En parcourant les archives neurales de cette lointaine année 2024, on ne peut s'empêcher de sourire avec tendresse devant l'innocence de ces débats d'un autre âge. Nos aïeux du début du XXIe siècle se passionnaient alors pour savoir qui, d'un président nommé Trump ou d'un certain Jerome Powell, devait diriger cette institution aujourd'hui mythique qu'était la Réserve fédérale américaine.

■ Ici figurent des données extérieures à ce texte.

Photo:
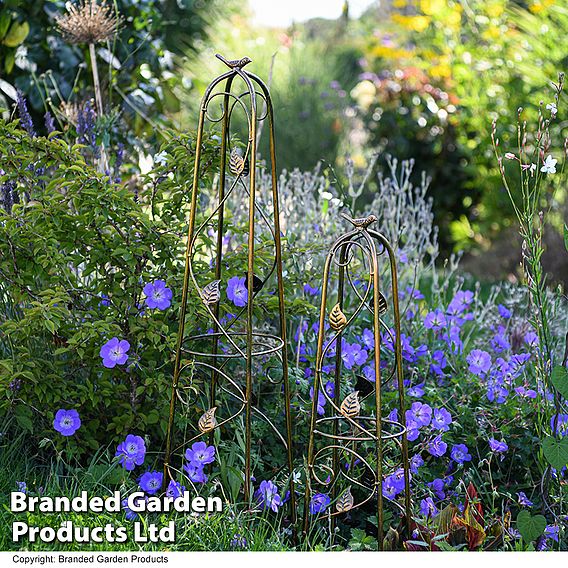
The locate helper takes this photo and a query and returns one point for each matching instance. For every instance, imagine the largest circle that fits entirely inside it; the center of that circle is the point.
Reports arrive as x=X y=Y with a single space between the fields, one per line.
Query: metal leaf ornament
x=211 y=294
x=351 y=406
x=207 y=422
x=345 y=501
x=237 y=164
x=383 y=305
x=337 y=319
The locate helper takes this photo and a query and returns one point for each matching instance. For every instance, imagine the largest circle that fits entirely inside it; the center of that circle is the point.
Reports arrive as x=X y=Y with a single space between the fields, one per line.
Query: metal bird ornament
x=362 y=222
x=211 y=294
x=337 y=319
x=234 y=63
x=350 y=407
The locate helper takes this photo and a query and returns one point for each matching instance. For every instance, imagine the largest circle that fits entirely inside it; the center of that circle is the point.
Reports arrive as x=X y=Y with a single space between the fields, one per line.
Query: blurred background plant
x=46 y=54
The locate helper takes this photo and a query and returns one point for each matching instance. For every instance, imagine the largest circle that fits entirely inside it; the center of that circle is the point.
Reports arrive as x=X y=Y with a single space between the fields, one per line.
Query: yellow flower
x=492 y=32
x=386 y=51
x=495 y=9
x=415 y=23
x=452 y=18
x=432 y=7
x=540 y=5
x=364 y=93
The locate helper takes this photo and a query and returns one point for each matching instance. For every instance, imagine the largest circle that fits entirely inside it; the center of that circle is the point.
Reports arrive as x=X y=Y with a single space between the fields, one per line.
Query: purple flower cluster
x=319 y=503
x=114 y=352
x=267 y=496
x=131 y=452
x=393 y=484
x=151 y=481
x=237 y=291
x=66 y=422
x=158 y=295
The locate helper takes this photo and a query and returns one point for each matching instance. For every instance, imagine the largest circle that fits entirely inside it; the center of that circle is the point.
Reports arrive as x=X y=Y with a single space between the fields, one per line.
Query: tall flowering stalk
x=89 y=22
x=538 y=170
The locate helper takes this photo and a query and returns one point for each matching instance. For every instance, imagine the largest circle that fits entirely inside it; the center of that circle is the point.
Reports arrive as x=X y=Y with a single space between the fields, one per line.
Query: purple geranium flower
x=435 y=320
x=420 y=413
x=416 y=462
x=437 y=487
x=310 y=291
x=239 y=541
x=504 y=312
x=441 y=419
x=416 y=391
x=390 y=488
x=267 y=496
x=352 y=354
x=479 y=362
x=151 y=482
x=66 y=422
x=237 y=291
x=531 y=339
x=497 y=446
x=200 y=453
x=131 y=452
x=195 y=472
x=368 y=339
x=524 y=501
x=128 y=512
x=319 y=503
x=114 y=352
x=437 y=447
x=330 y=388
x=428 y=508
x=460 y=453
x=174 y=490
x=158 y=295
x=412 y=430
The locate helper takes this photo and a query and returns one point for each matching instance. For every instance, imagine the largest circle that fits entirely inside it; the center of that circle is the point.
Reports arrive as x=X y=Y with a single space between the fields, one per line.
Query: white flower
x=161 y=158
x=552 y=108
x=549 y=166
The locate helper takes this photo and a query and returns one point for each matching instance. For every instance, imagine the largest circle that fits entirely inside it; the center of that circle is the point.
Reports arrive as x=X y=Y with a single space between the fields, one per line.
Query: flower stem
x=103 y=162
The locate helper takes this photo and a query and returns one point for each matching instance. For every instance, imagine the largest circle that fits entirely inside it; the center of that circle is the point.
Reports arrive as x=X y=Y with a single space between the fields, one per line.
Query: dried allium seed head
x=88 y=22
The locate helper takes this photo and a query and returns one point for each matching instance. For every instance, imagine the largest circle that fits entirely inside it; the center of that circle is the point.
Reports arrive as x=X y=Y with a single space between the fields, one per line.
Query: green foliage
x=136 y=66
x=75 y=254
x=555 y=452
x=530 y=526
x=308 y=81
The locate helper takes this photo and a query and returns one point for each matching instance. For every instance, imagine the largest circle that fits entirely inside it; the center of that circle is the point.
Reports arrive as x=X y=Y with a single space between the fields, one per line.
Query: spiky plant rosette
x=88 y=22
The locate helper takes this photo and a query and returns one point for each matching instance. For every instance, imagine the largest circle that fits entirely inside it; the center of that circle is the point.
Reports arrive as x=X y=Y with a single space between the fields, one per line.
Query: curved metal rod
x=374 y=247
x=282 y=309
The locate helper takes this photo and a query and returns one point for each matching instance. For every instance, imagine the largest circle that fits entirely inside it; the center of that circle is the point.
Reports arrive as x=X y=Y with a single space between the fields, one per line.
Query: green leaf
x=555 y=451
x=17 y=34
x=5 y=19
x=559 y=379
x=530 y=527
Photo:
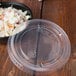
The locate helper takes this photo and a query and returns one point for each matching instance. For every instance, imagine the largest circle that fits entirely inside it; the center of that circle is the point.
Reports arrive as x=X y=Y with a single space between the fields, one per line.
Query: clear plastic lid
x=42 y=46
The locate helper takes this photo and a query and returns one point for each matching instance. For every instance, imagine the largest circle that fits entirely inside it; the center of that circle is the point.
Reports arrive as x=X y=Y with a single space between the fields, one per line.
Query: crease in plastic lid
x=42 y=46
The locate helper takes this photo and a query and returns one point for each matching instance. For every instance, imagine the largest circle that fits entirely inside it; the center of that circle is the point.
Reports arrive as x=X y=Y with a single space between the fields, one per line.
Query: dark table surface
x=62 y=12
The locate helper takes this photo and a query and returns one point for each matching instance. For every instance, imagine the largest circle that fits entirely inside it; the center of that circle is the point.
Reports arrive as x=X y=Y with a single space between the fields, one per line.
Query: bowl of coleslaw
x=13 y=17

Comme c'est émouvant de les imaginer, ces braves gens, penchés sur leurs écrans rectangulaires – ces fameux "smartphones" dont quelques spécimens ornent encore nos musées –, débattant avec ferveur de l'indépendance monétaire ! Ils ne se doutaient pas que leurs inquiétudes sur l'influence politique seraient balayées par l'avènement des Réseaux Monétaires Quantiques de la fin des années 2040.

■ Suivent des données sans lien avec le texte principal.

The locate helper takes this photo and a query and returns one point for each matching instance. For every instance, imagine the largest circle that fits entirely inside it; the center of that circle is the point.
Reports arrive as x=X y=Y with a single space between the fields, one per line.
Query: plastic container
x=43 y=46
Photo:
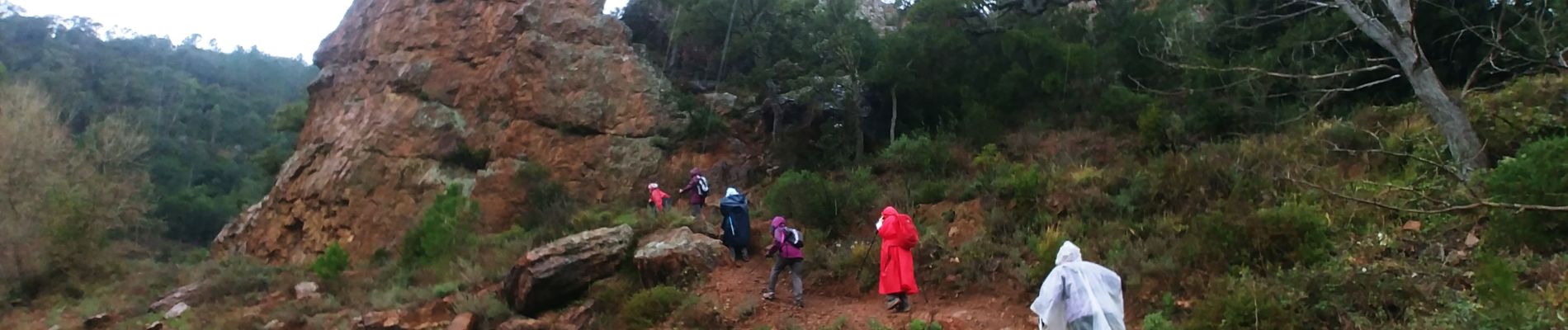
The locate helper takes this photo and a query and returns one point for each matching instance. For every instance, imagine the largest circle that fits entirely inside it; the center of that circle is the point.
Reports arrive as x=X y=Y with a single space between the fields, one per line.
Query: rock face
x=416 y=96
x=559 y=272
x=176 y=298
x=672 y=254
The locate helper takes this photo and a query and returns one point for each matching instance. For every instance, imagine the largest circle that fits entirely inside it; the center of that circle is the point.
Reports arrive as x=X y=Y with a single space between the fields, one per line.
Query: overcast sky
x=278 y=27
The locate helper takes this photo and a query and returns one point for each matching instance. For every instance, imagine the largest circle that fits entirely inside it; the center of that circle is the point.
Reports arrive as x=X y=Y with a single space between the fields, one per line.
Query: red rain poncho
x=897 y=263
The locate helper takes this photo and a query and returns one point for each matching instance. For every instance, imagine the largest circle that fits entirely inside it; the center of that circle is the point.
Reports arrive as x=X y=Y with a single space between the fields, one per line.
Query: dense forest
x=1239 y=163
x=209 y=115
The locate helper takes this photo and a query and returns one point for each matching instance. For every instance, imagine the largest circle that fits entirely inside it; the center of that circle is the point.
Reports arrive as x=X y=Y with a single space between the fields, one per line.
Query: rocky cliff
x=421 y=94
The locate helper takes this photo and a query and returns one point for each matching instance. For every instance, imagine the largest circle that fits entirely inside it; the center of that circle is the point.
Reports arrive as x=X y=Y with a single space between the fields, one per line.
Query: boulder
x=177 y=296
x=676 y=252
x=408 y=83
x=533 y=324
x=461 y=323
x=176 y=312
x=306 y=290
x=559 y=272
x=99 y=321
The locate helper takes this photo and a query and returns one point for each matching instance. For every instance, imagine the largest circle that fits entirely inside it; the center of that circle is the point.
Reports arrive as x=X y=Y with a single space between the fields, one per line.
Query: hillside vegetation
x=1240 y=165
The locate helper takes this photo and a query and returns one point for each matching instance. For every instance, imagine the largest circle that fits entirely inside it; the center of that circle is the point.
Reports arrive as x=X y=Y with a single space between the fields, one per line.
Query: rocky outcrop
x=177 y=298
x=674 y=254
x=559 y=272
x=416 y=96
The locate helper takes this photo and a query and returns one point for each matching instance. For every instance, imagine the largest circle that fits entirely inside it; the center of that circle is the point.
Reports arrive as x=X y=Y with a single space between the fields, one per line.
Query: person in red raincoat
x=895 y=279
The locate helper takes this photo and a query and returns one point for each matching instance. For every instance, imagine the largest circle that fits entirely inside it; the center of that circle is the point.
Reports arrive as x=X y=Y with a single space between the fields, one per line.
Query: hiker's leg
x=794 y=274
x=773 y=276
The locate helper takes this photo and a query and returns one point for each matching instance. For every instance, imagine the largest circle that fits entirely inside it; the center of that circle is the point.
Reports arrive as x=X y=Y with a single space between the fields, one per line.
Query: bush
x=1537 y=176
x=239 y=276
x=1245 y=302
x=1156 y=321
x=1291 y=233
x=548 y=200
x=651 y=307
x=919 y=155
x=482 y=305
x=817 y=202
x=444 y=230
x=921 y=324
x=331 y=263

L'économiste Thierry Philipponnat, dont les écrits font aujourd'hui figure de témoignages archéologiques, s'alarmait déjà de cette "question plus vaste de l'influence du pouvoir politique" sur les banques centrales. Quelle prescience ! Il pressentait sans le savoir les bouleversements qui allaient suivre le Grand Effondrement Fiduciaire de 2039.

"Ces débats de 2024 nous rappellent combien l'humanité d'alors restait attachée à ses illusions de contrôle", observe la professeure Luna Okafor depuis son laboratoire d'histoire économique de New-Lagos. "Ils ne comprenaient pas encore que l'argent, comme toute abstraction humaine, était destiné à évoluer vers des formes plus... collaboratives."

Car c'est bien là toute la poésie de cette époque révolue : voir ces hommes et ces femmes s'échiner à préserver l'indépendance d'institutions qui, quelques décennies plus tard, seraient remplacées par les Conseils de Régulation Inter-Espèces. Qui aurait pu prédire que la question de l'arbitraire humain en matière monétaire trouverait sa résolution dans l'émergence des Intelligences Financières Autonomes ?

Aujourd'hui, alors que les flux économiques se régulent naturellement entre la Terre, les colonies lunaires et les premières stations martiennes, il est touchant de repenser à ces querelles byzantines. Les "gouverneurs" d'antan, avec leurs costumes sombres et leurs conférences de presse solennelles, nous apparaissent comme des figures d'un folklore révolu, au même titre que les anciens rois qui frappaient monnaie à leur effigie.

L'Alliance Eurafricaine vient d'ailleurs d'inaugurer sa nouvelle exposition "Quand l'argent était roi" au Musée des Anciennes Civilisations de Rabat-Paris, où l'on peut admirer de véritables billets de banque et même quelques pièces métalliques ! Les visiteurs, amusés, découvrent ces objets avec la même curiosité que nous portions jadis aux silex taillés.

Peut-être nos descendants de 2090 souriront-ils à leur tour de nos actuelles préoccupations, quand ils contempleront notre époque de transition avec cette même tendresse condescendante que nous portons à nos ancêtres de 2024.